In the article I showed all 8 possible plans, and described how the two plans at the extreme ends of my list would operate at run-time. I’ve reproduced these two plans below, preceded by the hints that produced them:

leading(t1 t2 t3 t4)
use_hash(t2) no_swap_join_inputs(t2)
use_hash(t3) no_swap_join_inputs(t3)
use_hash(t4) no_swap_join_inputs(t4)
 
--------------------------------------------------------------
| Id  | Operation             | Name | Rows  | Bytes | Cost  |
--------------------------------------------------------------
|   0 | SELECT STATEMENT      |      |     1 |    24 |    11 |
|   1 |  SORT AGGREGATE       |      |     1 |    24 |       |
|*  2 |   HASH JOIN           |      |    70 |  1680 |    11 |
|*  3 |    HASH JOIN          |      |    70 |  1260 |     8 |
|*  4 |     HASH JOIN         |      |    70 |   840 |     5 |
|   5 |      TABLE ACCESS FULL| T1   |    70 |   420 |     2 |
|   6 |      TABLE ACCESS FULL| T2   |    70 |   420 |     2 |
|   7 |     TABLE ACCESS FULL | T3   |    70 |   420 |     2 |
|   8 |    TABLE ACCESS FULL  | T4   |    70 |   420 |     2 |
--------------------------------------------------------------

leading(t1 t2 t3 t4)
use_hash(t2)    swap_join_inputs(t2)
use_hash(t3)    swap_join_inputs(t3)
use_hash(t4)    swap_join_inputs(t4)
 
--------------------------------------------------------------
| Id  | Operation             | Name | Rows  | Bytes | Cost  |
--------------------------------------------------------------
|   0 | SELECT STATEMENT      |      |     1 |    24 |    11 |
|   1 |  SORT AGGREGATE       |      |     1 |    24 |       |
|*  2 |   HASH JOIN           |      |    70 |  1680 |    11 |
|   3 |    TABLE ACCESS FULL  | T4   |    70 |   420 |     2 |
|*  4 |    HASH JOIN          |      |    70 |  1260 |     8 |
|   5 |     TABLE ACCESS FULL | T3   |    70 |   420 |     2 |
|*  6 |     HASH JOIN         |      |    70 |   840 |     5 |
|   7 |      TABLE ACCESS FULL| T2   |    70 |   420 |     2 |
|   8 |      TABLE ACCESS FULL| T1   |    70 |   420 |     2 |
--------------------------------------------------------------

Side note: one of the comments on the original post raised the point that (e.g.) the second of the plans above could have been generated by the join order represented by the hint leading(t2 t1 t3 t4), and that’s absolutely correct. In fact, if you see the plan for a 4 table join consisting of nothing but 3 hash join you cannot be certain what join order the optimizer was examining when it produced that plan unless you look at the CBO trace file (or check to see if it’s been explicitly and completely, hinted in the code).

Having set the scene, we come to the question that prompted this note. The question related to the second plan above, and said:

“However, this one is the plan that takes the most memory in the PGA because it builds 3 hash tables before joining any table, right?”

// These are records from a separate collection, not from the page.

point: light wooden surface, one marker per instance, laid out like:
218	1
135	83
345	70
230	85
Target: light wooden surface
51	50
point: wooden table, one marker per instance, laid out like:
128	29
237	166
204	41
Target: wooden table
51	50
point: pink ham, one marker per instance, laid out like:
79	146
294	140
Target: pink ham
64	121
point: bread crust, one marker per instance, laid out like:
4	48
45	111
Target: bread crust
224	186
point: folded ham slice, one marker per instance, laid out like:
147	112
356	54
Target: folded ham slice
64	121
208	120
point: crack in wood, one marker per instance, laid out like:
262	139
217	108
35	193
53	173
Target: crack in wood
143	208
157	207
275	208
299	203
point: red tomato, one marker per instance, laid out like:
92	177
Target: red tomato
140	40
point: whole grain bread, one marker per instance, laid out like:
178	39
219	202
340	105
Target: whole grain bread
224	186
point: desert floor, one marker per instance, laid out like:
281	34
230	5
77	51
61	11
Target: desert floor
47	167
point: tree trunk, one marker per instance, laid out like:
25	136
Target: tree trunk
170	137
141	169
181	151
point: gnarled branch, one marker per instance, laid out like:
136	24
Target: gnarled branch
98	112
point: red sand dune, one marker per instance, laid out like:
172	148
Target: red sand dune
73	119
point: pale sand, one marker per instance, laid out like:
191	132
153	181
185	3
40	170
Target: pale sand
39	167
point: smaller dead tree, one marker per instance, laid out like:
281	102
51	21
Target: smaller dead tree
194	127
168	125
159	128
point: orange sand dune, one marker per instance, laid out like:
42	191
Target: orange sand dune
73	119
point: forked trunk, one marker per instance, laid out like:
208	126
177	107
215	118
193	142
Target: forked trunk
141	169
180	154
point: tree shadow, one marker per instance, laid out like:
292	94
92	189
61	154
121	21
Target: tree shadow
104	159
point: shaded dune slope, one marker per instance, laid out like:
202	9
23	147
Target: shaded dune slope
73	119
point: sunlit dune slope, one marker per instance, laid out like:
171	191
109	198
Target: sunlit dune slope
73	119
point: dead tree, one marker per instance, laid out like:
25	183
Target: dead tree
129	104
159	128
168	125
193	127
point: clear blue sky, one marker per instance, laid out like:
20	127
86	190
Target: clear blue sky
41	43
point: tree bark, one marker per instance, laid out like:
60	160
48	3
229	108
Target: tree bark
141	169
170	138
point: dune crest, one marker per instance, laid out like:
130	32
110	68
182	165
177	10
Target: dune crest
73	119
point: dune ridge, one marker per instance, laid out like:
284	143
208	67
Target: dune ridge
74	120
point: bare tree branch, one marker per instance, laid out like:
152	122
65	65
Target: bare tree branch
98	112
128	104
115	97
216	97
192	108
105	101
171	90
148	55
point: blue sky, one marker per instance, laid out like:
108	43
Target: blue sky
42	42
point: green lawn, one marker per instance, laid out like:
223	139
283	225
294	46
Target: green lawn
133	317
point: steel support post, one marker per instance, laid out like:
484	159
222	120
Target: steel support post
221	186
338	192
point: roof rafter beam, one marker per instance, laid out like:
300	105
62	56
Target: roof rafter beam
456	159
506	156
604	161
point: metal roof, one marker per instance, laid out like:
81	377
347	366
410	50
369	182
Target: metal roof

The quick answer to the question is: “Not necessarily.”

In the original article I had pointed out that plans following the pattern of the first plan above with N tables and N – 1 joins would have at most two build tables in memory at any one moment while the bottom plan would create N – 1 build tables in memory before any join results could be created. This does rather invite the inference that the bottom plan has to be the one that is going to use most PGA memory, but what I had said in the original article was (emphasis added):

“Notice: the number of in-memory hash (build) tables we have in the first of the 8 plans at any instant after the first join starts is two and (no matter how many tables are involved in this pattern) the number of in-memory hash tables will always be two. The actual size of the two hash tables is a little unpredictable and, as a very crude guideline, you might expect the size to grow as more tables are joined into the result set.

As a thought experiment, consider 3 small dimension tables and one big fact table. If Oracle were to create in-memory hash tables from the three dimension tables and then start scanning the fact table (following the pattern of the second plan above with t1 in the role of the fact table) probing each of the dimension tables in turn, it could deliver the first result row very quickly without requiring more memory to store intermediate results.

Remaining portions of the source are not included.